HARTA BERSAMA SEBAGAI
OBJEK JAMINAN
HAK
TANGGUNGGAN
ACHMAD KARDIANSYAH, S.H.
Nama : Danang Prawibowo
NPM : 21211707
Kelas : 2EB08
Tema : Objek Hukum
3. Pelaksanaan Pembebanan Hak Tanggungan Atas
Harta Bersama Dihubungkan Dengan Undang-Undang Nomor 1 Tahun 1974
Akibat perkawinan terhadap harta kekayaan yang
diperoleh suami isteri selama perkawinan adalah milik bersama. Suami isteri
selaku pemilik yang sah dapat berbuat bebas untuk menjual atau menjaminkannya.
Harta bersama suami isteri dapat berupa tanah maupun bukan tanah. Didasarkan
hukum tanah, tanah yang dimiliki suami isteri berikut atau tidak berikut segala
sesuatu yang merupakan satu kesatuan dengan tanah apabila dijaminkannya maka
jaminannya adalah hak tanggungan.
Hak tanggungan merupakan suatu bentuk jaminan yang
lahir karena praktek penyaluran dana dalam kegiatan perekonomian di masyarakat.
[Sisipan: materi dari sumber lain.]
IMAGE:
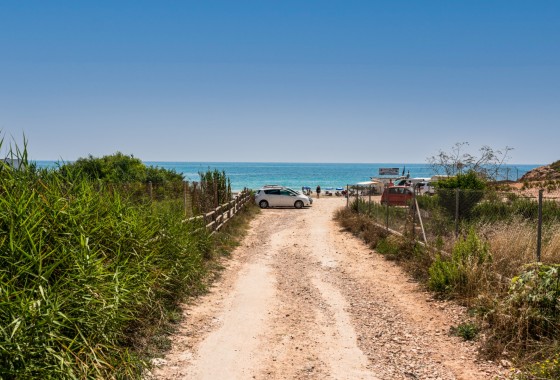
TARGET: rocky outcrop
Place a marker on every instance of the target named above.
(543, 173)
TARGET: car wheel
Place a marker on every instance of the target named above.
(263, 204)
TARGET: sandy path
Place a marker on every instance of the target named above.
(300, 299)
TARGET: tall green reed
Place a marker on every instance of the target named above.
(81, 268)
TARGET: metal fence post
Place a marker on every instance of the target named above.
(457, 212)
(369, 201)
(539, 228)
(387, 216)
(357, 203)
(414, 203)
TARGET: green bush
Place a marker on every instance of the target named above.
(81, 268)
(465, 330)
(459, 274)
(119, 168)
(470, 187)
(534, 297)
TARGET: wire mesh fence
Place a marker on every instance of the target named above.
(439, 219)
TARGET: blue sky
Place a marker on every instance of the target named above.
(287, 81)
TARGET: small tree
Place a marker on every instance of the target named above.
(486, 164)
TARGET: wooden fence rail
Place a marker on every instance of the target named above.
(217, 218)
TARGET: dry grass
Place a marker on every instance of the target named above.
(521, 318)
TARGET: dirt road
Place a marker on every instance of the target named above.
(300, 299)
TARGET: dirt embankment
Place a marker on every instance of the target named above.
(300, 299)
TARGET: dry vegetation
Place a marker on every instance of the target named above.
(491, 269)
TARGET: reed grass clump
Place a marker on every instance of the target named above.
(82, 267)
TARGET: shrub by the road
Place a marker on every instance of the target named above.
(81, 269)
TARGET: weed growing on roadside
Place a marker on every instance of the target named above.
(465, 330)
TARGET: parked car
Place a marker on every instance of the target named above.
(396, 195)
(281, 196)
(425, 188)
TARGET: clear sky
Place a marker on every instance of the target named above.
(289, 81)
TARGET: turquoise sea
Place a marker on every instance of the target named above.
(253, 175)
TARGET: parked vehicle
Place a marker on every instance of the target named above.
(280, 196)
(425, 188)
(396, 195)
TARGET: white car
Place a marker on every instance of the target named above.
(425, 188)
(280, 196)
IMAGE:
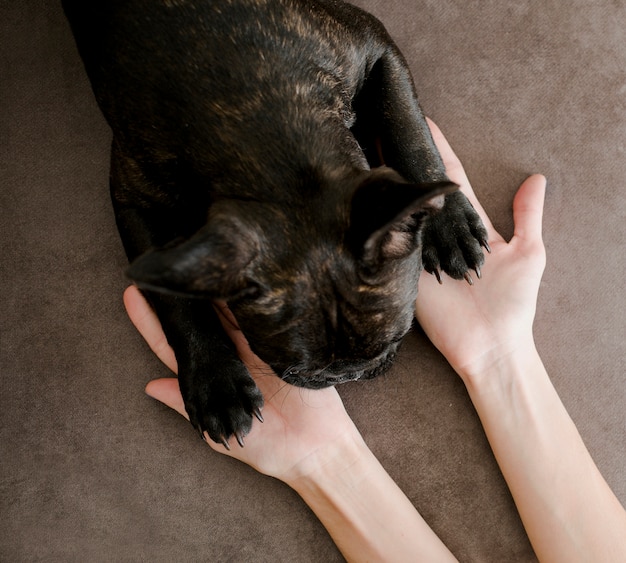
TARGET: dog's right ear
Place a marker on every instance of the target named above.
(387, 214)
(213, 263)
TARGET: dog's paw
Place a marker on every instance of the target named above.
(453, 240)
(223, 406)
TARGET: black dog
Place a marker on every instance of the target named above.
(248, 139)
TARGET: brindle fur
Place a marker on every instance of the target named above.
(246, 140)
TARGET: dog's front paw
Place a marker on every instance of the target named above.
(453, 239)
(222, 405)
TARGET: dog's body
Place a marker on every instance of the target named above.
(246, 139)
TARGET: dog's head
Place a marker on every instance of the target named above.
(323, 290)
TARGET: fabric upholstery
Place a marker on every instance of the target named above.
(93, 470)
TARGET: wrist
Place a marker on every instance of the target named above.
(505, 360)
(348, 450)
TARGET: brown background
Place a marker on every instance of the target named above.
(92, 470)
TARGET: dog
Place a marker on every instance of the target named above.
(273, 154)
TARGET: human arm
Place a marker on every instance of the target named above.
(568, 510)
(309, 442)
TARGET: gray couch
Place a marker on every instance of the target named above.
(93, 470)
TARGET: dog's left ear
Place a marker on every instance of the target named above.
(387, 213)
(212, 263)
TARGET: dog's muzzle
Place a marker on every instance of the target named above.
(340, 371)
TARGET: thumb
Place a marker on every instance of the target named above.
(167, 391)
(528, 208)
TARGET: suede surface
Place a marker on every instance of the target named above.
(93, 470)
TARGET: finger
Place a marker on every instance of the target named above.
(456, 173)
(528, 208)
(148, 325)
(167, 391)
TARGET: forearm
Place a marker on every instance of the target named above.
(365, 512)
(568, 510)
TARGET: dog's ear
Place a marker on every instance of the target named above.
(212, 263)
(387, 214)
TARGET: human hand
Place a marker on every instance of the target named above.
(301, 428)
(476, 326)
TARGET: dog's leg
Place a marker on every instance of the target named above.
(220, 395)
(389, 117)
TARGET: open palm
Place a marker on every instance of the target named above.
(297, 422)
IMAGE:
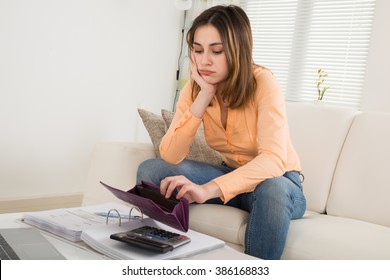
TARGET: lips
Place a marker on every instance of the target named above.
(205, 72)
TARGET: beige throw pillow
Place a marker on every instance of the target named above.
(157, 126)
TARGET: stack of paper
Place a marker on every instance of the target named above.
(70, 222)
(98, 238)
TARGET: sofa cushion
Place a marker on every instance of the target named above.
(361, 185)
(318, 132)
(221, 221)
(157, 126)
(114, 163)
(328, 237)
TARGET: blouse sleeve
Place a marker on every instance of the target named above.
(175, 144)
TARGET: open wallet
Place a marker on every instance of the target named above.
(152, 203)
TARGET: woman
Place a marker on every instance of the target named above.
(243, 113)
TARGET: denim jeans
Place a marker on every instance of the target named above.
(271, 206)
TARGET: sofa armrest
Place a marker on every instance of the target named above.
(114, 163)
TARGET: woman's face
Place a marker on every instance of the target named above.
(209, 54)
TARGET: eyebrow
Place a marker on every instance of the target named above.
(213, 44)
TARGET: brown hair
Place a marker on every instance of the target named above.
(234, 28)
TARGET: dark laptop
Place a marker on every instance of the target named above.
(26, 244)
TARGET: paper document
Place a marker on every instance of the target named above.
(98, 238)
(70, 222)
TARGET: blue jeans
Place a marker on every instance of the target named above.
(271, 206)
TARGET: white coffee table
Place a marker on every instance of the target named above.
(81, 251)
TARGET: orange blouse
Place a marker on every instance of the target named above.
(256, 140)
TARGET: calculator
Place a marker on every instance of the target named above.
(152, 238)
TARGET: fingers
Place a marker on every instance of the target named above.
(170, 184)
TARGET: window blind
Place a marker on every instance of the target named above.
(294, 38)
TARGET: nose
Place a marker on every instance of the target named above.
(205, 59)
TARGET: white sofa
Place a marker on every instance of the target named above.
(345, 157)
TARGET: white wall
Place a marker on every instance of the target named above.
(376, 96)
(72, 73)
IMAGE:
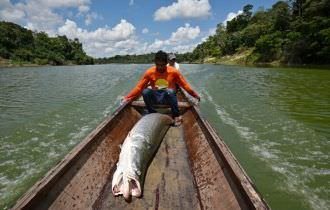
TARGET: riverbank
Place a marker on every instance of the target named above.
(242, 59)
(10, 63)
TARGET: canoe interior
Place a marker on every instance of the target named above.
(193, 169)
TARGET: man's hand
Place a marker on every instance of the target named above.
(196, 101)
(123, 100)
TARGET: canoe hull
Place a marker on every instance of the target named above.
(193, 169)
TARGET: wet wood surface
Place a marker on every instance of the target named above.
(168, 183)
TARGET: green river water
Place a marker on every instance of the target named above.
(275, 121)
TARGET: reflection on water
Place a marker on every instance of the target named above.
(276, 122)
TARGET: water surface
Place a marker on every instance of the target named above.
(276, 122)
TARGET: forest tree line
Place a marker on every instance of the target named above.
(290, 32)
(22, 45)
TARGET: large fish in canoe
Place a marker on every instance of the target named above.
(137, 152)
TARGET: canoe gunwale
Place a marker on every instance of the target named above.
(242, 185)
(38, 190)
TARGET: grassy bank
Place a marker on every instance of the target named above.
(244, 58)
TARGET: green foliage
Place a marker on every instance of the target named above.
(22, 45)
(291, 32)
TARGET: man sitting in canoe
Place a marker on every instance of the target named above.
(162, 79)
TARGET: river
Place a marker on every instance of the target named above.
(276, 122)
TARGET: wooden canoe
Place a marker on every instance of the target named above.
(193, 169)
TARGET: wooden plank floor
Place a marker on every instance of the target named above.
(168, 183)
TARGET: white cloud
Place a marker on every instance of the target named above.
(184, 34)
(182, 40)
(40, 15)
(231, 16)
(83, 8)
(145, 31)
(103, 41)
(184, 9)
(92, 16)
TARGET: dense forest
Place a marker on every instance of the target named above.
(21, 45)
(291, 32)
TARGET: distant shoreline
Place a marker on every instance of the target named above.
(228, 60)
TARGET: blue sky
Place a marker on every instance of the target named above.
(108, 27)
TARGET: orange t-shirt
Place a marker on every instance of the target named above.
(159, 81)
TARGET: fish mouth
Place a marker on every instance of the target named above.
(127, 186)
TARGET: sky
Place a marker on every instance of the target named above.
(120, 27)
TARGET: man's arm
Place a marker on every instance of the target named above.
(136, 91)
(185, 85)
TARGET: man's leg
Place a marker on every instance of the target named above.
(172, 100)
(149, 99)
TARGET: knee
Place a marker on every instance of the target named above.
(146, 92)
(170, 92)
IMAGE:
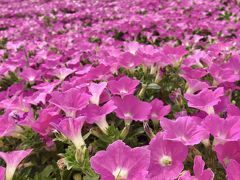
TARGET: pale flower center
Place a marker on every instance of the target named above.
(128, 115)
(165, 161)
(120, 173)
(123, 91)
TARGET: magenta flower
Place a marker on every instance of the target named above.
(42, 124)
(226, 152)
(223, 129)
(184, 129)
(158, 110)
(199, 172)
(2, 173)
(205, 99)
(131, 108)
(71, 128)
(30, 74)
(12, 160)
(62, 73)
(119, 161)
(166, 158)
(233, 170)
(97, 114)
(123, 86)
(8, 125)
(70, 101)
(195, 85)
(96, 91)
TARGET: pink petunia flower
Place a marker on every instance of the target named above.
(123, 86)
(158, 110)
(2, 173)
(166, 158)
(226, 152)
(119, 161)
(72, 129)
(96, 91)
(62, 73)
(184, 129)
(131, 108)
(30, 74)
(12, 160)
(233, 170)
(205, 99)
(199, 172)
(97, 114)
(223, 129)
(70, 101)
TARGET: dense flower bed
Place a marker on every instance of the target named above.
(119, 90)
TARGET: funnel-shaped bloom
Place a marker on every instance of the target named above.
(62, 73)
(131, 108)
(30, 74)
(7, 126)
(158, 110)
(2, 173)
(166, 158)
(70, 101)
(223, 129)
(205, 100)
(123, 86)
(46, 116)
(233, 170)
(185, 129)
(97, 114)
(195, 85)
(119, 161)
(226, 152)
(199, 171)
(12, 160)
(71, 128)
(96, 91)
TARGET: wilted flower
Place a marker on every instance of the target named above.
(12, 160)
(158, 110)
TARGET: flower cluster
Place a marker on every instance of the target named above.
(120, 90)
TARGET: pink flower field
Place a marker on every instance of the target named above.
(119, 89)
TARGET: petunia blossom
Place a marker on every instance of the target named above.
(185, 129)
(158, 110)
(123, 86)
(166, 158)
(72, 129)
(119, 161)
(226, 152)
(96, 91)
(223, 129)
(199, 171)
(233, 170)
(131, 108)
(97, 114)
(205, 100)
(70, 101)
(2, 173)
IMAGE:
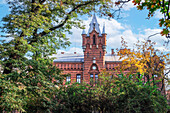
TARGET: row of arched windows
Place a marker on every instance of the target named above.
(99, 55)
(70, 66)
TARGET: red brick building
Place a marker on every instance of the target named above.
(88, 66)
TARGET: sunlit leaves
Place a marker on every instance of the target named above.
(144, 59)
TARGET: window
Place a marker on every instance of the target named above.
(87, 54)
(94, 40)
(96, 78)
(91, 78)
(78, 79)
(68, 79)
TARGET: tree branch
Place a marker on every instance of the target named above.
(67, 17)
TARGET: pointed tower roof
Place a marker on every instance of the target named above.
(94, 24)
(104, 29)
(83, 32)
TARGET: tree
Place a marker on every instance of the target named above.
(37, 28)
(120, 94)
(162, 6)
(145, 59)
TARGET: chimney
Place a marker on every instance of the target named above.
(112, 52)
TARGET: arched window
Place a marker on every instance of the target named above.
(94, 39)
(87, 54)
(78, 78)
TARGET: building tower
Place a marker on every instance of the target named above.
(94, 48)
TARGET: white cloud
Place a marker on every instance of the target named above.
(115, 31)
(128, 6)
(158, 14)
(3, 2)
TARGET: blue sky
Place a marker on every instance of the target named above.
(132, 27)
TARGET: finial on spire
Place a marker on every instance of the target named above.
(83, 32)
(94, 25)
(103, 29)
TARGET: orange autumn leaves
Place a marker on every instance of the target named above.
(143, 59)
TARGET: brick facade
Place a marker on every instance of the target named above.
(94, 48)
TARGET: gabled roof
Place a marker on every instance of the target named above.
(94, 24)
(68, 57)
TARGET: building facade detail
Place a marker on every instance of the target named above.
(86, 67)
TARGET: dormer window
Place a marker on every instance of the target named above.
(94, 39)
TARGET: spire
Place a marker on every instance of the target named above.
(94, 25)
(83, 32)
(103, 29)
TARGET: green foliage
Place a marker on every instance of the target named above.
(119, 94)
(34, 30)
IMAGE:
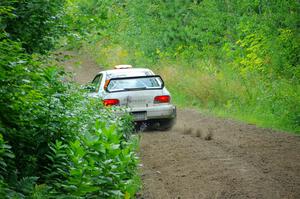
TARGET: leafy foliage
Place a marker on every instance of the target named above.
(36, 23)
(241, 56)
(55, 141)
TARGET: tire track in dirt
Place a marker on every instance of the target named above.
(207, 157)
(240, 161)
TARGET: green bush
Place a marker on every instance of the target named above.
(56, 140)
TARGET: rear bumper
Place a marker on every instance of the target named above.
(167, 111)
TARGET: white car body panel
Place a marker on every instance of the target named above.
(138, 102)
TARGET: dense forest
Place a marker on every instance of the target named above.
(54, 141)
(237, 59)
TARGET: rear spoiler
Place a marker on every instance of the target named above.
(133, 77)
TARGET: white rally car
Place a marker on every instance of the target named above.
(139, 90)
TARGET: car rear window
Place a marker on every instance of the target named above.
(134, 83)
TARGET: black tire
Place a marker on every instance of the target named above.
(166, 124)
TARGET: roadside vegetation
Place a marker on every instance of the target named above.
(237, 59)
(55, 142)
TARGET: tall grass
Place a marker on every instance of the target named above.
(214, 87)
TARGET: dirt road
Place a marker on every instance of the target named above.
(207, 157)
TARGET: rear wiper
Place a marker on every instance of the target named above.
(132, 89)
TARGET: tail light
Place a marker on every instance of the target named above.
(111, 102)
(162, 99)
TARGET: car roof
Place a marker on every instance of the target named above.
(130, 72)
Penyaluran dana kepada masyarakat yang dilakukan melalui pemberian kredit
dilakukan oleh lembaga keuangan baik bank maupun bukan bank. Penyaluran dana dalam
bentuk kredit oleh bank merupakan perwujudan dari fungsi bank sebagai badan
usaha yang menghimpun dana dari masyarakat dalam bentuk simpanan dan
menyalurkannya kepada masyarakat dalam bentuk kredit dan/ atau bentuk-bentuk
lainnya dalam rangka meningkatkan taraf hidup rakyat banyak.
Obyek hak tanggungan adalah hak atas tanah, bukan
tanahnya itu sendiri. Hak atas tanah yang dapat dijadikan objek hak tanggungan
antara lain Hak Milik, Hak Guna Usaha, dan Hak Guna Bangunan. Dengan
meningkatkan kebutuhan dalam prakteknya dan perkembangan hukum tanah nasional,
maka objek hak tanggungan bertambah, yaitu hak pakai atas negara. Selain itu
tidak hanya hak atas tanah saja yang dapat dibebani hak tanggungan, tetapi juga
bangunan, tanaman dan hasil karya yang telah ada atau yang akan ada yang
merupakan satu kesatuan dengan tanah tersebut.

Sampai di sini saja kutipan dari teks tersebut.